In some embodiments, the processor 111 may detect and count the number of times a certain amount of fluid flows through the flexible tube 101 during a given time period. For example, the processor 111 may detect that a patient is urinating two times per hour. In another embodiment, the processor 111 may determine the length of time a fluid is flowing though the flexible tube 101. In some embodiments, the processor 111 may determine that urine flow rates of greater than 50 mL per hour are normal and flow rates below 50 mL per hour are abnormal. Responsive to detecting abnormal flow rates, the processor 111 may activate a signaling device 112, as described below. In other embodiments, the processor 111 may be configured to measure the length of time the catheter has been placed in the patient. For example, the catheter may start a timer when removed from its sterile packaging or when activated for the first time. The processor 111 may indicate, using the signaling device 112, the time accumulated on the timer, which may provide healthcare professionals with an estimate of the length of time the catheter has been in place. In some embodiments, the catheter may indicate to a healthcare professional when the catheter should be replaced.
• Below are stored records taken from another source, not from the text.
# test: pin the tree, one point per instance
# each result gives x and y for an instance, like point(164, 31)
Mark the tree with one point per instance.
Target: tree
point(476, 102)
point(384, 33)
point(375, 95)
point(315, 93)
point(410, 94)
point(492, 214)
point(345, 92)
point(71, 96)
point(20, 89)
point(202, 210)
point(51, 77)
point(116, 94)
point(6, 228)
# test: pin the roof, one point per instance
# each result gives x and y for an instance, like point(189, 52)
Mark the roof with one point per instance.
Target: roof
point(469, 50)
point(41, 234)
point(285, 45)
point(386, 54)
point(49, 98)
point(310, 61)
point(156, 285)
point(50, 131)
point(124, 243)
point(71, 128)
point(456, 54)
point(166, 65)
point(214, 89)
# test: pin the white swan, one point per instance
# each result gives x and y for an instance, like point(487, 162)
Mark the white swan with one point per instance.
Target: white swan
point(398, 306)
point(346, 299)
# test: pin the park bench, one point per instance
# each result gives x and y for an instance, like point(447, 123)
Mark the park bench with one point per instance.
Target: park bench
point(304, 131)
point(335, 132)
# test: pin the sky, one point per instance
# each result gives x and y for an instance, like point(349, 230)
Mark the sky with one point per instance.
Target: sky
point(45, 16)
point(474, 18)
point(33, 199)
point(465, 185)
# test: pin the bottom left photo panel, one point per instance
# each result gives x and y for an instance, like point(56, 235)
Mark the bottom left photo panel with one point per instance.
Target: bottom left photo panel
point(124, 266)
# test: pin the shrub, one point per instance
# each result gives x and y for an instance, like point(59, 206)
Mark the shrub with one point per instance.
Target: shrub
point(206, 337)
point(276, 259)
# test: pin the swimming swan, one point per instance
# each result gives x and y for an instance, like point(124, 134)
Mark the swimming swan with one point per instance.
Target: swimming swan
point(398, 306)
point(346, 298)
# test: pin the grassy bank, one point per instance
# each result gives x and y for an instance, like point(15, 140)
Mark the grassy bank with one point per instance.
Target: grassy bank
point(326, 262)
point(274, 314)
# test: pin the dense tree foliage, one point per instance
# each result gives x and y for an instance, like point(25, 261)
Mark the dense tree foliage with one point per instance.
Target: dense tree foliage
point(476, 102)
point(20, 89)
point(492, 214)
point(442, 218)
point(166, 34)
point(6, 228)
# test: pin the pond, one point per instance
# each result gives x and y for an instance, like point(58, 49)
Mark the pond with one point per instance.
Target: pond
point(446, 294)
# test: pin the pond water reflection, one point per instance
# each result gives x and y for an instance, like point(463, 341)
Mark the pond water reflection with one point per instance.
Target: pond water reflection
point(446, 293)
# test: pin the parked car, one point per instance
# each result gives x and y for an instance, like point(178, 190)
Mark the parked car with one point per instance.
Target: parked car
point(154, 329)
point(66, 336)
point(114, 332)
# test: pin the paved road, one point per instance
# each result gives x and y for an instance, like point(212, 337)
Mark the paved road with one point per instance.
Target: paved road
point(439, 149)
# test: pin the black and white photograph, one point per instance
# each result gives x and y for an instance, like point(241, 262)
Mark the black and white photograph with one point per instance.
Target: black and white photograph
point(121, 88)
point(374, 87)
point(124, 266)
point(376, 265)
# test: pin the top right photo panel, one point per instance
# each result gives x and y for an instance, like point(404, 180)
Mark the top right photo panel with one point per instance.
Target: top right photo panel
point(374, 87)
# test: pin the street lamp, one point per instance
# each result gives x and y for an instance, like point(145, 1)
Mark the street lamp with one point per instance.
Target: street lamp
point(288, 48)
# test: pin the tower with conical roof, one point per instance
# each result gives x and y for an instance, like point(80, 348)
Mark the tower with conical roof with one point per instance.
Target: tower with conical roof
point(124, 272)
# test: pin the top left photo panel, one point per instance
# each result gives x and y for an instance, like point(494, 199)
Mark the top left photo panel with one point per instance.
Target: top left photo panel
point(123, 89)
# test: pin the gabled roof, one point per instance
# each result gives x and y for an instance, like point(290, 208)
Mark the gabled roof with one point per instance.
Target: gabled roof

The signaling device 112 may alert a patient and/or medical staff to blocked flow in the flexible tube 101. A “blocked” flow may refer to a lack of fluid flow through the flexible tube 101, a reduced fluid flow through the flexible tube 101, and/or stagnant fluid (e.g., a fluid is present in the flexible tube 101 but is not flowing). For example, and as described in greater detail in relation to
In another embodiment, the signaling device 112 may include a wireless transmitter. When activated, the wireless transmitter may send a signal message to a receiving device. The receiving device may include a computer, smartphone, and/or patient monitor. The receiving device may contain therein a monitoring software program configured to execute monitoring process(es). For example, in a hospital setting, the transmitter may send a wireless alert to a computer at a nurses' station to alert a nurse that there may be a blockage in a patient's catheter. In some embodiments, the signal message may be transmitted responsive to the processor 111 not detecting a predetermined amount of fluid within a predetermined time period. In other embodiments, the signal message may be transmitted to the receiving device at a specific frequency. For example, the signal message may be a status message, which may be transmitted to a nurses' station every 15 minutes, 30 minutes, every hour, or at a longer interval. Shorter time intervals are also possible. The status message may include at least one of the current length of time the catheter has been in place, the last time since an amount of fluid was detected, and an indicator of a flagged status (e.g., the predetermined time between detections of fluid flows has been surpassed). The transmission of the signal message may be automated. The automation may be achieved by using at least one program configured to execute the flow detection and transmission processes.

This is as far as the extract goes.